Wednesday 17 August 2016

Hansard of the Legislative Council



Mr FINCH (Rosevears) - Mr President, I will be interested to hear what others members' communities are telling them, and what the people who are going to be affected are saying to them.

However we vote on this bill, legal ride sharing or sourcing, as the honourable Leader has been referring to, will come to Tasmania and the sky will not fall in.  While ride sharing will obviously affect the existing taxi and car hire industry, it can be argued that the effect will not be as acute as the industry has stated.  Ride sharing is a niche market with a largely different customer demographic.  It was interesting to hear Ben Brooks from Uber who said this is not a zero‑sum strategy.  There will be new people who will start to use taxis. 

This type of carpooling system generally makes use of three recent technological advances - global positioning devices to arrange the shared ride; smart phones for a traveller to request a ride from wherever they happen to be; and social networks that establish trust and accountability between drivers and passengers. 

We saw the social networks in operation when our email was bombarded with messages.  It was unbelievable.  We have had quite a few of those over the past decade or so.  It is very frustrating when you are trying to run your normal business email, and all of a sudden you have this wave of protest.  It can be quite tedious and time-consuming to eliminate those from your accounts.  It was an element of frustration for me, but I did recognise the names of some of the people who were contacting me.  It was interesting to see how they had been harnessed to let us know how they were feeling about this opportunity.

Ms Forrest - They were not all from Tasmania.

Mr FINCH - Not all from Tasmania, I realise that.  I recognised some of the names from our business community.  People, like your good self, who have been using the service - that was the message I received, but on the mainland as well.

Those three elements I talked about - the global positioning devices, the smart phones and the social networks - are coordinated through a network service which can instantaneously handle the driver payments and match rides using an optimisation algorithm.  The sharing economy is the way of the world, particularly for the millennials, X and Y generations and how they go about their business.
Ms Forrest - A lot of the baby boomers are using it.

Mr FINCH - Are they?  Ride-sharing customers have to be smart phone savvy.  While the majority of adult Australians do have smart phones many of them, especially the older people are by no means smart phone savvy.  There are those who use it, but generally those older people will continue to use conventional taxi services that will still be operating in our communities.

Many of the younger people attracted to ride sharing rarely use conventional taxi services anyway.  In larger mainland cities many younger people prefer not to own their own car because of public transport, parking issues and they want to travel.  They do not want to have their money tied up in a motor vehicle but they can find better things to put their money to.

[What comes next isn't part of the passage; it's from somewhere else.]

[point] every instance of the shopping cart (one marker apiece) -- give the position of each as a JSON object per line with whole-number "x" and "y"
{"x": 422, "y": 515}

Ms Forrest - A new smart phone.

Mr FINCH - Smarter phones all the time.  They are one of the main groups of the ride‑sharing users.  As we heard in the briefing, the main player internationally in ride sharing is Uber Technologies Inc.  We thank the Leader very much for arranging those briefings.  Uber is based in San Francisco but of course is spreading throughout the world.  Sixty‑six countries and 507 cities around the world are linked to Uber.  Since their launch several other companies have replicated its business model.  It is not just Uber we are dealing with in this legislation, but the others that have replicated what they provide.  If this bill is passed it will be Uber which will dominate the ride‑sourcing or ride‑sharing market in Tasmania.

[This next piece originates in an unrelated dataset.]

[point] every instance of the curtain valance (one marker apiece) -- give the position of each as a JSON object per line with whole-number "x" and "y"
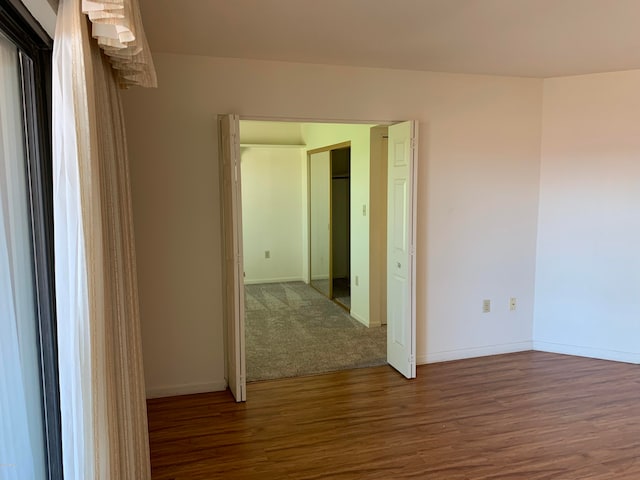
{"x": 117, "y": 26}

Mr Valentine - Today, but it might not tomorrow.

Mr FINCH - That is what I just said.  It is a bit like Betfair and the process we went through.  They were first cab off the rank so of course that system can be and has been replicated.  The first in, best dressed is the one that gets the lead in the market.

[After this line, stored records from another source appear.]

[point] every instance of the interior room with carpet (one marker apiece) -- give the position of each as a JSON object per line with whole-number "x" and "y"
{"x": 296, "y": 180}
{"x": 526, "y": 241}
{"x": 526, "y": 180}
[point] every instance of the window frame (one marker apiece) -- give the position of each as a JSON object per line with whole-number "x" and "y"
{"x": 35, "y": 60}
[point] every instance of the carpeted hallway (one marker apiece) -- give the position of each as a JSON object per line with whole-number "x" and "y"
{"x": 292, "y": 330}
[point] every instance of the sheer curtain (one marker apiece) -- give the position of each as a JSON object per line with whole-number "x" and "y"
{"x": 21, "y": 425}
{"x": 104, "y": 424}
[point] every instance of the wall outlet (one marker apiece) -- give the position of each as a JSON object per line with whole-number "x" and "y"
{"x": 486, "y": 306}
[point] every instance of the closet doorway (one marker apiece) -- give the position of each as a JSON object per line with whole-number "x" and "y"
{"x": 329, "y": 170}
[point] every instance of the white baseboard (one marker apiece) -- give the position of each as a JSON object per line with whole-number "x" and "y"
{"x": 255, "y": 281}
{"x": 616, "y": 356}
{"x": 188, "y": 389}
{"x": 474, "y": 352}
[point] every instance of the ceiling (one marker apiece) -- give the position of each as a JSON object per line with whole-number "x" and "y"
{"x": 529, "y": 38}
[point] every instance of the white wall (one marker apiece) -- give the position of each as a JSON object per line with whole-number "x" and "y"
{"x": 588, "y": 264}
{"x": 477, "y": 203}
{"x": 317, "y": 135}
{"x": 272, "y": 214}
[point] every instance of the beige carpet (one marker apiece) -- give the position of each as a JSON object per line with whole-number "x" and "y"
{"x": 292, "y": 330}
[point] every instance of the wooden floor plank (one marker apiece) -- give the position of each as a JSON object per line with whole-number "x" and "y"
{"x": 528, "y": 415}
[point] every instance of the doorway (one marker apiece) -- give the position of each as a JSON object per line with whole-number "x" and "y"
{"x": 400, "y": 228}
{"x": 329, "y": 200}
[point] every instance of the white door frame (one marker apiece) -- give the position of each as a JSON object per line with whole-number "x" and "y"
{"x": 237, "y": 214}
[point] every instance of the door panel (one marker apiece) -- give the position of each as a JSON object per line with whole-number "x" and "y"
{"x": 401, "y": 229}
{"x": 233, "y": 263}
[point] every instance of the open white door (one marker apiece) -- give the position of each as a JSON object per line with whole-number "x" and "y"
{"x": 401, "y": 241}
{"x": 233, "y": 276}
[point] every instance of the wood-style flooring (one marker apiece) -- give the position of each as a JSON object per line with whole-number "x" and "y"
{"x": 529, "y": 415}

What is the situation elsewhere in Australia?  In Queensland ride sharing becomes legal on 5 September.  The Queensland state government is going to spend $100 million to support taxi drivers affected by Uber.  That $100 million package includes compensation payments of $20 000 for existing taxi licences capped at two per individual.  Legal ride sourcing is already in place in the ACT, New South Wales, South Australia and Victoria.  It is likely to happen in Western Australia after the March elections.  Ride sharing is banned in the Northern Territory. 

Ride sourcing or sharing in Tasmania is inevitable.  What we need to ensure is it does not compete unfairly with the existing taxi and hire car industry.  There must be a level playing field and consideration given to those who in the past have invested in the taxi industry.  They have bought their cars and licenses.  Of course recent changes have changed circumstance they may have first bought into.

They are realistic people.  They have a sense that changes are occurring for their industry.  As we heard during our briefings, there are those who bought licences and vehicles and have passed away.  Their widows, or widowers, are looking to feel their future is secure.  It may not be as secure as it once was.  We have to consider those people whose futures have been thrown into some doubt as to where they thought they were placed.

We must also regulate to maximise the safety of ride sharers and ride sources as well.  I believe it is going to happen in Tasmania, and I will be interested to see how it unfolds with the second reading contributions and in the Committee stage.